Chris Coons, a close friend of Biden and a potential US secretary of state, told the BBC that Biden will want to “reimagine” the US’s transatlantic policy, the special relationship with the UK and its relationship with the EU, damaged by Donald Trump.

On Northern Ireland, he warned: “I would expect to be concerned about making sure that the Good Friday accords are respected and protected and that the ways in which the UK EU terms are negotiated doesn’t put at risk the stability of the border terms in Northern Ireland”.

There is speculation that Biden’s first visit to Europe could be to Brussels and not London, Berlin or Paris, a clear sign that that the US wants to rebuild its relationship with Europe and repair the damage wrought by Trump in Nato, which is headquartered in Brussels, and through trade wars with Germany.

And there will be a reset in the approach of the US on trade talks with the UK. Biden was Barack Obama’s vice-president who warned the UK would be at the back of the queue over Brexit. But he has more recently made his views clear – warning that if the UK government opts for no deal and in doing so carries out its threat to override parts of the the withdrawal agreement signed in January relating to the Northern Ireland protocol, there will be no trade deal with the UK.

In September, he said the Good Friday agreement, which ended decades of bloody conflict in the region, cannot be “a casualty of Brexit”. “Any trade deal between the US and UK must be contingent upon respect for the agreement and preventing the return of a hard border.
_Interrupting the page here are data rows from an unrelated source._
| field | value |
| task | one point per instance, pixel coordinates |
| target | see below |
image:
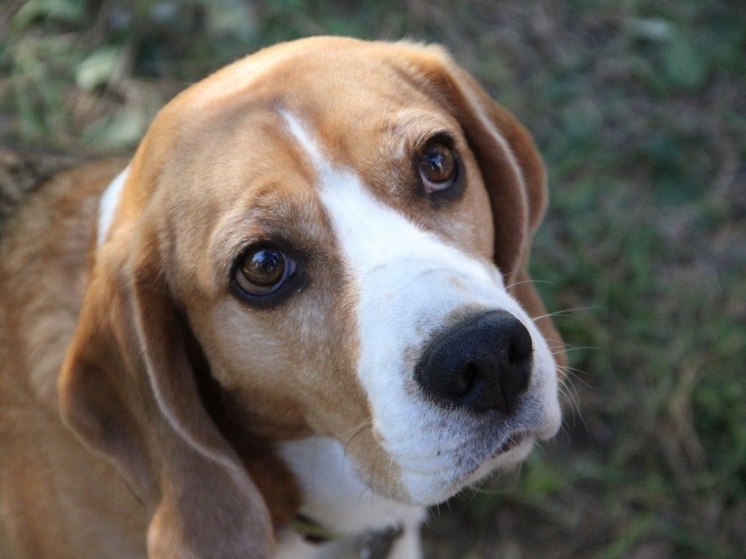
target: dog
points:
(304, 301)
Period,” he said.

His views on the internal market bill will not, however, translate into a total reset for US-UK trade talks.

Georgie Wright, of the Institute for Government, says that if anything, Brexit will spur on the US to strike a trade deal with the UK as it could be a means of prizing open the door again for a trade deal with the EU.

Those on the EU side say both the US and Brussels have huge teams of negotiators and would have the capacity to run multiple talks.

“Trade is not top of the US agenda at the moment. After four years of the ‘America first’ doctrine, the Republicans don’t want any more trade deals, and the Democrats aren’t too hot on them either,” said Wright.

“It is hard to see how Biden would get a trade deal through Congress and a Republican Senate. But, it does see one advantage to a trade deal with the UK – and that is the possibility of gaining a foothold in Europe which could use as a way of extracting more more access from the EU. The thinking goes ‘if the UK, which has similar standards, accepts our goods – why can’t the EU market?’”she said.

Anthony Gardner, a former American ambassador to the EU, recently told an audience in Germany that while Brexit was bad, Biden valued the trans-Atlantic relationship with Europe and with the UK.

“Here’s a dramatic difference: Donald Trump has only believed that the US-UK link was important, he was a cheerleader for Brexit. Joe Biden believes that the triangle of relationships, US-UK, UK-EU, US and EU, all have to work together, and you will see statements to that effect,” said Gardner.